Apple cider is the price we pay, such as it is, for the mountains of perfect apples in the produce section. The apples that may not be so good to look at can be pressed into the extremely fresh apple cider that you see for sale everywhere in the fall. Apple cider, that is, as opposed to the filtered apple juice that some people (especially children) drink all year round.

“An apple a day keeps the doctor away” is the old saying that reminds us of the health benefits of eating apples, and it is true of apples in any form, including clear apple juice. Cloudy fresh apple cider, however, has been shown to be especially high in strong antioxidants like resveratrol (as in red wine) and polyphenols.

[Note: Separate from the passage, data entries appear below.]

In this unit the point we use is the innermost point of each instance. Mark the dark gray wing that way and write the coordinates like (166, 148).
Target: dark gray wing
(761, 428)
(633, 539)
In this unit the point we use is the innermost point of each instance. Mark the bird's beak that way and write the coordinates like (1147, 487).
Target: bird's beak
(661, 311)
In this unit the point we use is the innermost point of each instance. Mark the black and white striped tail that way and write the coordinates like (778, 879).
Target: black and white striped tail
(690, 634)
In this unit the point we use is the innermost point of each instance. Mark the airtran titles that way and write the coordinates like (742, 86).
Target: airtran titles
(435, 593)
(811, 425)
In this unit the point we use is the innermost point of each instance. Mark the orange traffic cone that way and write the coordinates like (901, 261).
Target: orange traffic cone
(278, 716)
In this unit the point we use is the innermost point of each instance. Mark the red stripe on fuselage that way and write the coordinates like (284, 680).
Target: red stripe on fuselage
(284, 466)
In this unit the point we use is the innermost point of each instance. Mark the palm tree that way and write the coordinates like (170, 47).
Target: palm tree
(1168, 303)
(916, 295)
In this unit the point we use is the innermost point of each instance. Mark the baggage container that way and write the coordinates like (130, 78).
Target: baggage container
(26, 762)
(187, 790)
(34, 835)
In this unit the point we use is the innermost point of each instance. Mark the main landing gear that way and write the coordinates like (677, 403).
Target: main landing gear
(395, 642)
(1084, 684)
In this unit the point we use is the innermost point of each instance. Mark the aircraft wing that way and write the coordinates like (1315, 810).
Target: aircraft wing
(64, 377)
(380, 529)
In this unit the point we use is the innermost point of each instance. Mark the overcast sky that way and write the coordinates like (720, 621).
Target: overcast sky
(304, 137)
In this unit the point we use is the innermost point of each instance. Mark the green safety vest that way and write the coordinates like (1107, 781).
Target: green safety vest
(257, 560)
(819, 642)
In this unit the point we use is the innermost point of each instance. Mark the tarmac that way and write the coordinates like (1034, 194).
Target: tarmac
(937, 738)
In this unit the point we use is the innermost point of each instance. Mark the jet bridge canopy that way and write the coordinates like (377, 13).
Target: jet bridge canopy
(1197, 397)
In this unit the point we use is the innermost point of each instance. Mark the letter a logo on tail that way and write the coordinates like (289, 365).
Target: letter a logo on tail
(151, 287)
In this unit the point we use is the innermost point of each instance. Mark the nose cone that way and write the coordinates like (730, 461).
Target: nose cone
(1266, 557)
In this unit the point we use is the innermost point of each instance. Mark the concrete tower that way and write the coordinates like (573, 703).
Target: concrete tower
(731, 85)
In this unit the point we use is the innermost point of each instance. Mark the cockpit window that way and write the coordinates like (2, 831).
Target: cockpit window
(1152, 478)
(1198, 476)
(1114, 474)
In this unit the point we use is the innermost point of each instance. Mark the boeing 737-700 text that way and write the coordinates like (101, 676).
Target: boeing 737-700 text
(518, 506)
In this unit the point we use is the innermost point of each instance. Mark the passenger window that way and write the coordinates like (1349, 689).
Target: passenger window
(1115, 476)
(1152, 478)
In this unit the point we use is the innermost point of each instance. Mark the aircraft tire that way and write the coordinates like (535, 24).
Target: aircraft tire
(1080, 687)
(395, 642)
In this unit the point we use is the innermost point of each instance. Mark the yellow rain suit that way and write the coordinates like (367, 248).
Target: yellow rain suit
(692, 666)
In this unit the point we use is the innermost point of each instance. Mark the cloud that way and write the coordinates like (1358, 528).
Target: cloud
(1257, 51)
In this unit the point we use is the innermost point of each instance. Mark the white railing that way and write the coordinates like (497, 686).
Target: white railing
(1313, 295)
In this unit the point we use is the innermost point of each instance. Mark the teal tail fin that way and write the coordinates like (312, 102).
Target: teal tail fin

So go ahead, take a drink and let the cider capture those free radicals.

Remember, though, it’s starting to get cold outside and cider is kept in the refrigerator. You may not relish the thought of taking it out and pouring a frosty glass on a chilly, damp fall night. In that case, there’s hot mulled cider — apple cider simmered with spices like cinnamon (fairly obvious), ginger, allspice, cloves and nutmeg. You can find pre-packaged mulling spices in nearly every grocery or specialty gourmet store, or you can make your own from any combination of these spices, and you can add lemon and/or orange peel for extra kick.  You don’t need a recipe and you don’t need to measure each spice; you need about a tablespoon of spices combined per eight ounces of cider, and if you add them until the cider smells good to you, your drink will taste as good as it smelled, or better, once it has reached the perfect temperature. As a bonus, the smell of spiced cider will scent your whole kitchen like a fresh-baked pie.

Finally, for an extra-special seasonal beverage, add a shot of rum or brandy to your cider, spiced or not. Or start with hard cider to begin with — maybe a post for a later day.